The question comes down simply to how we govern ourselves. Do we elect a Council to govern. Or is the elected body just a tool of the administration and subject to staff authority.
Call me old-fashioned. I believe we are elected to govern. It means each member of council exercises authority as best we can using whatever tools are available to expedite the task.
Until now, I have never known municipal staff to have trouble with the concept.
On Monday evening ,struggling to make inroads on a budget which I cannot justify, I suggested town departments be asked for input as to savings they might identify in their level of operations.
The CAO responded that staff were confident the budget presented was defensible. I did not choose to challenge the statement. Budget deliberations this year, with predominantly new councillors, have been lengthy. some might say tedious, could easily become fractuous, but I would argue are necessary because those at the table are accountable to the people who sent them there.
I did not react to the CAO's comment. I let it pass. It was not however a missed opportunity.Friction between a veteran Councillor and the CAO would have detracted from the process.

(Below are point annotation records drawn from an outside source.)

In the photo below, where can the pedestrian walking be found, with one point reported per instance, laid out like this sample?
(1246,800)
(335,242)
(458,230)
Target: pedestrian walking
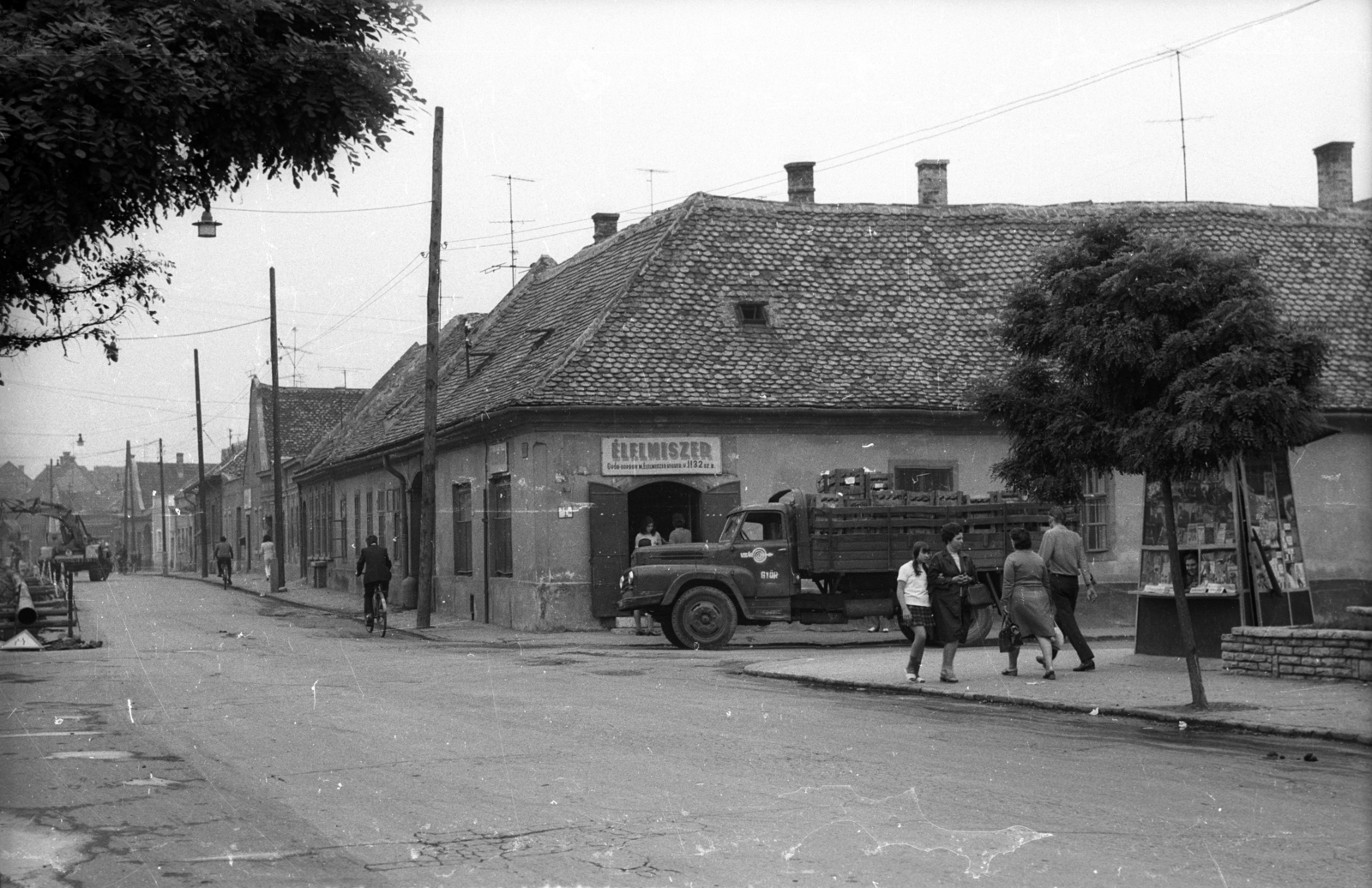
(1065,555)
(912,594)
(268,551)
(951,573)
(1028,603)
(374,565)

Nevertheless, my request for input from staff at the lower level was not frivolous. I do not acknowledge the authority of the CAO to summarily dismiss a proposal by an elected representative.
Though it was not the time to engage on the question, there was nothing to indicate it would not subsequently be engaged.
The social media which council believes staff should have free rein, means the argument can be taken up at any point without wasting precious time at the council table and risking frayed tempers and whatever else might happen in the heat of the moment.
A councillor receives many confidences. We are the ears as well as the voice of the people. The issue of not renewing a particular contract and how it was accomplished, happened months ago. It disturbed me. I did not keep my concern to myself. Being powerless to correct what I perceived to be an injustice and cowardly incompetence, I was obliged to publicly hold my peace.
I did not forget. I watched. I was further informed.
My job is not simply to strive to keep the cash grab in taxes at a reasonable level, it is also to make sure the service we pay for is the service we receive.
When the CAO responded negatively to my suggestion staff at the lower level be invited to make input into possible budget savings, he sought to close that door firmly in my face. He opened another at the same time.
By declaring administrative confidence in the budget, he provoked a political declaration that I am not.
My confidence takes precedence.
He crossed the line.
He is in my territory.
Whatever tools are there, are mine to use.
I am not satisfied we are getting what we are paying for from the Bylaw Department. I do not accept adding a full-time bylaw officer at a cost of $85 a year as the answer to the problem of low productivity.
At the height of a controversy last year, failure to call for proposals when the OHSC contract was due for renewal, an incomplete report in January of this year, giving inaccurate information to the new Council with the recommendation to extend the contract, months after it's termination,is just another example of why I believe we are not well served .
Now does any other brave anonymous person who may or may not be a member of staff , feel the need to defend the defenceless administration from the no mind, no account, two bit politician, want to tell me what I may or may not say on behalf of the people who pay the bills and elected me to keep an eye on the store ?
Dear Me , it looks like your respondent has been grazing in the very same swamp as AnyMoose, how dare you ask the tough questions or share an opinion on all that's financial in the good Town of Aurora , Keep it up with the bed time stories , quite frankly it seems that some of your best work is when you lay your head on the pillow.